Open Source SDKs & Libraries New Release3 min read
We are pleased to announce the release of our Node.js SDK v1.1.0, Python SDK v1.3.0, and docTR v0.5.0. The Node.js SDK supports invoice, receipt, and finance documents while the Python SDK supports invoice, passport, and receipt documents including Europe license plates. docTR is used to parse textual information (localize and identify each word) from your documents. These updates were made to increase and improve the efficiency and performance of parsing documents.
For the Node.jS SDK, we added support for V2 and OS in User-Agent headers.
- A big part of this release was to support the Mindee API V2. The invoice API for this SDK now supports native PDF textual content for currency, amount/tax, invoice number, payment information, business registration number, and 17 other currencies.

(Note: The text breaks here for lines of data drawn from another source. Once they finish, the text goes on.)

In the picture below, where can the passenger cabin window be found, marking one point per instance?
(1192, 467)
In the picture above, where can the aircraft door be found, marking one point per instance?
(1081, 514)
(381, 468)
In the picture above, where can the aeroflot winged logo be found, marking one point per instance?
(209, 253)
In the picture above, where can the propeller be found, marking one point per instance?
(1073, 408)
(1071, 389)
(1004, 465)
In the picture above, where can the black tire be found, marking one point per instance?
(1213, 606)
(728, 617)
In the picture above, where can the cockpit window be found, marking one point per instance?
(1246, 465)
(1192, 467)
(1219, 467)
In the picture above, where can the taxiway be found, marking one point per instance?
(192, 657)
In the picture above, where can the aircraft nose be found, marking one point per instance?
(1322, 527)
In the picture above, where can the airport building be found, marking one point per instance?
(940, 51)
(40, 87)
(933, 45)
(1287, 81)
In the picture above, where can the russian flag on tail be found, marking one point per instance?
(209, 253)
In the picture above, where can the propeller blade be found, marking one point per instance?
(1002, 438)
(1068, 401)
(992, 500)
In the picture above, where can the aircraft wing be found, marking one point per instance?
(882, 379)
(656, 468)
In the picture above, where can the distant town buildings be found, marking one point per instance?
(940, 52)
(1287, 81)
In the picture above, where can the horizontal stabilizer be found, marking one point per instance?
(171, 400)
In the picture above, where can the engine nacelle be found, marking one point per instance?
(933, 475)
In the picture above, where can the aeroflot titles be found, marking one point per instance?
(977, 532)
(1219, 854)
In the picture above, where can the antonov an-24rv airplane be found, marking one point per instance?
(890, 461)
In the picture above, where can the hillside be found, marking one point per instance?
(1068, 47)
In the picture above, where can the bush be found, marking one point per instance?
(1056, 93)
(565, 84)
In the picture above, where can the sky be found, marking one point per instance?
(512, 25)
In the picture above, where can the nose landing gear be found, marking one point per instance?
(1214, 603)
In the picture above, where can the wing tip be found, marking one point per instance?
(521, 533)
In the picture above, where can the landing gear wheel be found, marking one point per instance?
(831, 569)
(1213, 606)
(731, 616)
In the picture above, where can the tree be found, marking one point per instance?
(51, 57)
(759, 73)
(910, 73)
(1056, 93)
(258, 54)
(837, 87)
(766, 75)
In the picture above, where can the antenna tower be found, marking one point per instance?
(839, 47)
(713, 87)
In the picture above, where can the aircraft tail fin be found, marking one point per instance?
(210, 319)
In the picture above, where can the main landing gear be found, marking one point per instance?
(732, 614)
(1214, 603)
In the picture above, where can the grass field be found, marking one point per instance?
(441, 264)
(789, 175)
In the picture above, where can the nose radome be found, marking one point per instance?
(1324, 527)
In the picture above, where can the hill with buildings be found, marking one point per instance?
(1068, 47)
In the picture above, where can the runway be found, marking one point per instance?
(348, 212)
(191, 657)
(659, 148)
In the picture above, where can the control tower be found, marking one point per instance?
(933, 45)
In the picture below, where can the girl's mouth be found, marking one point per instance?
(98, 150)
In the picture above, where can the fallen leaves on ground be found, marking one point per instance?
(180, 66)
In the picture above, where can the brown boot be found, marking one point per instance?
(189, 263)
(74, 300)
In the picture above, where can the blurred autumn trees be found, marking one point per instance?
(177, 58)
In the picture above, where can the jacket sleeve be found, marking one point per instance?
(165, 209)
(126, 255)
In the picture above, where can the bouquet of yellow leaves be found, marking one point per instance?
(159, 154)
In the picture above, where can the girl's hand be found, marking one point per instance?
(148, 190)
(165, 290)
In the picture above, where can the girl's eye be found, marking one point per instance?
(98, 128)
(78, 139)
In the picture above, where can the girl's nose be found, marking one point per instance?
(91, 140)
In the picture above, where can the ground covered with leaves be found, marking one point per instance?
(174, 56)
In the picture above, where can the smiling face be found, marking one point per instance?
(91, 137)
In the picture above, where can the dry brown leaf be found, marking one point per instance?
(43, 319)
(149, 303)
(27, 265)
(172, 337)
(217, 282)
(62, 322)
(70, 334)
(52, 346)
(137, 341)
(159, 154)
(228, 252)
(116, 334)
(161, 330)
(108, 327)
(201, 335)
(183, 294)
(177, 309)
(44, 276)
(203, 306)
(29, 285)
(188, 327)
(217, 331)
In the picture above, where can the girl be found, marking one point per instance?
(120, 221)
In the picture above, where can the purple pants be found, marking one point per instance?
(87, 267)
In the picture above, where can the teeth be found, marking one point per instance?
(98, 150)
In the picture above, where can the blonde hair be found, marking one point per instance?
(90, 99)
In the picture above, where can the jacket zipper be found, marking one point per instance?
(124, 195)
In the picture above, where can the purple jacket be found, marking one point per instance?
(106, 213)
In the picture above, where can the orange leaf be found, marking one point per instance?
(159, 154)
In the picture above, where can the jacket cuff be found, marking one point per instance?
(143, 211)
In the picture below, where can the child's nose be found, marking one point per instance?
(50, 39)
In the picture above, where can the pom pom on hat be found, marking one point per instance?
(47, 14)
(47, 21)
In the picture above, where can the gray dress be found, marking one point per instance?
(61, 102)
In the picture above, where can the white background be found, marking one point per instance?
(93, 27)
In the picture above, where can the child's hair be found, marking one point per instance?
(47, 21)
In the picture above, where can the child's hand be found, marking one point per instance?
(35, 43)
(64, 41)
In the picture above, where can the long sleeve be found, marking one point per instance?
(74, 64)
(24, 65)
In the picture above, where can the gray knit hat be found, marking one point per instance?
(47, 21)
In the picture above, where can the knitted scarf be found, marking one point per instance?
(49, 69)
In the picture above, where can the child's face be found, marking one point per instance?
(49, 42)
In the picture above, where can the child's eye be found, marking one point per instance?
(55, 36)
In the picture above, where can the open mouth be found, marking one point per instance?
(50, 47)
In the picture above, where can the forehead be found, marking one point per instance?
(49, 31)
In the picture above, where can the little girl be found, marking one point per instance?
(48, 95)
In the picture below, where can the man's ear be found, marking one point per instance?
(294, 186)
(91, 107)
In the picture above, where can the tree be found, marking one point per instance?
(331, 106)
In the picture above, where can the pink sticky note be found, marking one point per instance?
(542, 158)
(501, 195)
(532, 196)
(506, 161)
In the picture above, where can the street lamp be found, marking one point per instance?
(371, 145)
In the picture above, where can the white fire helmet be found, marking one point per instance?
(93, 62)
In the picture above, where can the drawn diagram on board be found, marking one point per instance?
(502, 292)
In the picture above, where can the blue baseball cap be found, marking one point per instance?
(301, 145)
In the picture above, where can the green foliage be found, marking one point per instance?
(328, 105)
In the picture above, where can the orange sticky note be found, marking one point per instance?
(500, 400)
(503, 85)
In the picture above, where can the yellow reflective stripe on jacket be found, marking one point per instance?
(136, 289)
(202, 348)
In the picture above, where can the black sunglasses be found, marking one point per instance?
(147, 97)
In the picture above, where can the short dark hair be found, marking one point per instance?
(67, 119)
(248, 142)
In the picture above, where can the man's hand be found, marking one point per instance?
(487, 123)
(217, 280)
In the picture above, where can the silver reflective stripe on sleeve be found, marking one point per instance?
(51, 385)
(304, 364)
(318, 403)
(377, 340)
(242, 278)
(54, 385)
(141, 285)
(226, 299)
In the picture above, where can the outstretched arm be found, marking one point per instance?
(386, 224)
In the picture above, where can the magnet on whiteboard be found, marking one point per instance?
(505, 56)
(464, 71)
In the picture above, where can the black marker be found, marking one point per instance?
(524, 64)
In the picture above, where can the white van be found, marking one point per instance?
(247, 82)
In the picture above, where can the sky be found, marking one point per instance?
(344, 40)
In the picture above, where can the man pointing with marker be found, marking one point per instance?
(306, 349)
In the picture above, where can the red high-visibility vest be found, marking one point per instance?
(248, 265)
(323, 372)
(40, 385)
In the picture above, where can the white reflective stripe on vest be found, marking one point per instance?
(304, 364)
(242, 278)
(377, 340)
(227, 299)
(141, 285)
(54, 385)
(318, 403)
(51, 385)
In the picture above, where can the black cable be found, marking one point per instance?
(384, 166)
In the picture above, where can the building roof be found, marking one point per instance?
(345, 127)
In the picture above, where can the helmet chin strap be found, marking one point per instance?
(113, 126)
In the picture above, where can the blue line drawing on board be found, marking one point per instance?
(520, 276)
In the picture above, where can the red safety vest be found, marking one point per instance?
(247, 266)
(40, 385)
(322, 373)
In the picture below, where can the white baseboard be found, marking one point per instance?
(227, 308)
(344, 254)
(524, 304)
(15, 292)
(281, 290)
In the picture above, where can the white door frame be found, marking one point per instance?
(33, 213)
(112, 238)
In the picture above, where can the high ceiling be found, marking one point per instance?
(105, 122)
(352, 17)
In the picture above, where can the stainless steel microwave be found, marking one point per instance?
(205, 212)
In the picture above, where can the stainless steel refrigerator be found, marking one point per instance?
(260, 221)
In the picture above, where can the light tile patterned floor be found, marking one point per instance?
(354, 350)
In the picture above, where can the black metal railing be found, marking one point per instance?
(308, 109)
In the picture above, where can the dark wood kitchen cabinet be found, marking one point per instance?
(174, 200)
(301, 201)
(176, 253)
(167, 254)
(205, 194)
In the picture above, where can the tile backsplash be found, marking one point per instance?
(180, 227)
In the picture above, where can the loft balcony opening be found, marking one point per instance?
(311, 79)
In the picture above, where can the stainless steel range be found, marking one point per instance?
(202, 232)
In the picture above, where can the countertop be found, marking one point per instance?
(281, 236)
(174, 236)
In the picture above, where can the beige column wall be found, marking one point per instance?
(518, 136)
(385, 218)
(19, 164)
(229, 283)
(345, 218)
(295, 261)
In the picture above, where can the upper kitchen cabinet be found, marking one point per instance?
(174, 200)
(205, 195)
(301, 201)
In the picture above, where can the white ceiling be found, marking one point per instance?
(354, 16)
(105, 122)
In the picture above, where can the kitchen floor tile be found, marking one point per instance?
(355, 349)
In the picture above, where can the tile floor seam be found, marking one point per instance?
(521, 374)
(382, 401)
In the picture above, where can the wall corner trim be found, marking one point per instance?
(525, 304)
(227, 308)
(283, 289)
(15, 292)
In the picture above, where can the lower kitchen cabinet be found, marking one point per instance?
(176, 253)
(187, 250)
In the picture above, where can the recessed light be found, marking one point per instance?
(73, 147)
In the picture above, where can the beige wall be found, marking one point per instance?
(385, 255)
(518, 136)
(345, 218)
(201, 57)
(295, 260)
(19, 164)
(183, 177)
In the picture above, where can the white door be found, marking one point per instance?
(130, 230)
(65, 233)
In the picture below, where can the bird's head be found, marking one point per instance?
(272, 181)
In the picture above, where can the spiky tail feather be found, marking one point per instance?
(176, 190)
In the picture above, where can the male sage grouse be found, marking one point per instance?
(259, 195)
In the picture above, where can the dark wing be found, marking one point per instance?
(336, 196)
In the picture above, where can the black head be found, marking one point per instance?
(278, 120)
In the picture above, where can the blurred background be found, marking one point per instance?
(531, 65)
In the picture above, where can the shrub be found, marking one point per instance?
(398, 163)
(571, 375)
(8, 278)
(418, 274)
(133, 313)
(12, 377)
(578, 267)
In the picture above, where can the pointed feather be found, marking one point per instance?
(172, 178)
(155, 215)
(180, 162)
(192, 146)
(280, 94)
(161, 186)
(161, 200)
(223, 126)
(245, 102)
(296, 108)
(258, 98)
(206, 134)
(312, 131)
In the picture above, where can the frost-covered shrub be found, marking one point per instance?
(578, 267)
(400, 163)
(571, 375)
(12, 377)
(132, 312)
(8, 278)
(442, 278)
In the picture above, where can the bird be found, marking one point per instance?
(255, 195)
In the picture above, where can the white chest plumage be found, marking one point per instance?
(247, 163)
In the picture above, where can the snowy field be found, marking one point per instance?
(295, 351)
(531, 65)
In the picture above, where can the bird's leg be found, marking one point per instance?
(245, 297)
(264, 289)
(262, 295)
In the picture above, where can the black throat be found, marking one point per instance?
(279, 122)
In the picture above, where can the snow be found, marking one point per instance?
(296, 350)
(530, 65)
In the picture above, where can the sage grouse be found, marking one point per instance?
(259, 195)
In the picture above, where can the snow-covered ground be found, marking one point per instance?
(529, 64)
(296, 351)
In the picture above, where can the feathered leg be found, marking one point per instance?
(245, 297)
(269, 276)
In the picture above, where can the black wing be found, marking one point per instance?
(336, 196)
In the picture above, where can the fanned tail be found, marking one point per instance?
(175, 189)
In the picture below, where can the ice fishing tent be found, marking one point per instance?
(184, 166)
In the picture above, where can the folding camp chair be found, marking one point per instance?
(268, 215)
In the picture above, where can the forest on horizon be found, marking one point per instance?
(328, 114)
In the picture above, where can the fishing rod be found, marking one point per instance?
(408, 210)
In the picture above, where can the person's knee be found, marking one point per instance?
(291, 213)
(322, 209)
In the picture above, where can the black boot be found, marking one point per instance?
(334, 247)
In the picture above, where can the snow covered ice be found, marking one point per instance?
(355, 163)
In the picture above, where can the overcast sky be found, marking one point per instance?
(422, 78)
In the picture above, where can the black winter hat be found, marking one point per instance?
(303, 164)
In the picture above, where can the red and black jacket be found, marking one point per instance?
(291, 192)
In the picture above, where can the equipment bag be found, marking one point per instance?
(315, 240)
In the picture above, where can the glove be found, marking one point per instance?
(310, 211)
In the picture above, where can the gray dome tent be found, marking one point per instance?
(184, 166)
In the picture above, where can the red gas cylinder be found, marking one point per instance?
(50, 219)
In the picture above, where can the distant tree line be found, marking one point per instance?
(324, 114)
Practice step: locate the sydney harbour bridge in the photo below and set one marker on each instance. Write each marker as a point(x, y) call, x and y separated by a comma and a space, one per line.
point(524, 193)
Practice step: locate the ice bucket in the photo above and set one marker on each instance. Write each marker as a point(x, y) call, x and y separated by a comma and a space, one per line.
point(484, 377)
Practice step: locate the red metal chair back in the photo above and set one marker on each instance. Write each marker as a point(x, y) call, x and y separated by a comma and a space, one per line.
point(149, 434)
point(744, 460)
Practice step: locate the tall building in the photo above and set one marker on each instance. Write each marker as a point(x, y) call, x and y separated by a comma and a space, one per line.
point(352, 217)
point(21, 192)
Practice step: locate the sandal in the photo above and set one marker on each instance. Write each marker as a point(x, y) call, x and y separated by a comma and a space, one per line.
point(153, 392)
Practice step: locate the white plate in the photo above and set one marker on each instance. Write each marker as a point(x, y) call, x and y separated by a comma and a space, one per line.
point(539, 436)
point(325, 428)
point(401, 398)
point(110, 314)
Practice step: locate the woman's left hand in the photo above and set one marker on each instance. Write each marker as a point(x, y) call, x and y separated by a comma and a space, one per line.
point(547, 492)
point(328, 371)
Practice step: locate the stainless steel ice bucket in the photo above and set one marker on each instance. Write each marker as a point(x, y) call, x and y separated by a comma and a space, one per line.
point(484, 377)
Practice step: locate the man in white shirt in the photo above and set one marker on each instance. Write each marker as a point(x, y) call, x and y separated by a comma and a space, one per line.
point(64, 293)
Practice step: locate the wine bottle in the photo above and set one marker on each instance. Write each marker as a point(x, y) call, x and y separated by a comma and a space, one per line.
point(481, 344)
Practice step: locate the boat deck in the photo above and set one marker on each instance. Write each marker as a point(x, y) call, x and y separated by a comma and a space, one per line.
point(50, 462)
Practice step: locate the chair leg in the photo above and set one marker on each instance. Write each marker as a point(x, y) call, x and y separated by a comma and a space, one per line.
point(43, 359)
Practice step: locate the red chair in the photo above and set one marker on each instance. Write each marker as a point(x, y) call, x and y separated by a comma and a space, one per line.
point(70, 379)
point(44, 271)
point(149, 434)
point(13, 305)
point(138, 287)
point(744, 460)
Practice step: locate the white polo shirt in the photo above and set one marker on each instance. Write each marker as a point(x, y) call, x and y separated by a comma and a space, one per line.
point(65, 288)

- OS support has also been added to the user-agent headers in this new release. This enables us to determine which OS our clients use our SDK on and hence optimize for performance and compactibilty.
The Python SDK now fully supports URLs on Windows OS and sending files using base64.
- An important part of this update was improving and fixing URLs not built properly on Windows OS.
- Another update we made was eliminating errors that occur while sending files using base64.
- There is also support for the user-agent header. This enables us to determine which operating systems our clients use our SDK on and hence optimize for performance and compactibilty.
- Finally, we replaced the PDF manipulation library we were using with a more performant one and moved from GPL2 to MIT license, which means less restriction.
The new docTR release now includes support for text detection on rotated and skewed documents and updates on the classification model.
- Rotated and skewed documents are now supported fully in this release The goal is to bring the same level of performance that we already have to rotated documents.
- We updated all of the checkpoints of the classification models zoo used in both PyTorch and TensorFlow. These models were trained using our synthetic character classification dataset. For more information, see Character classification training.
- Remarkably, the number of datasets that are supported has increased significantly. This comprises of highly used datasets that are used for benchmarking OCR-related activities; you can find the whole list of these datasets here.
For the time being, the new version will actively be maintained, critical bug fixes will be applied to the new releases. Development and maintenance will cease on previous releases. If you have any problem with the SDKs or libraries, we invite you to create an issue in their respective Github repository Node.js SDK issues, Python SDK issues, docTR Issues, or reach out to us on our Slack community.
If you are an existing customer using the Node.js SDK and Python SDK or docTR, we strongly encourage you to upgrade to the newest versions as soon as possible. This will ensure you have access to all the latest features and bug fixes now and in the future.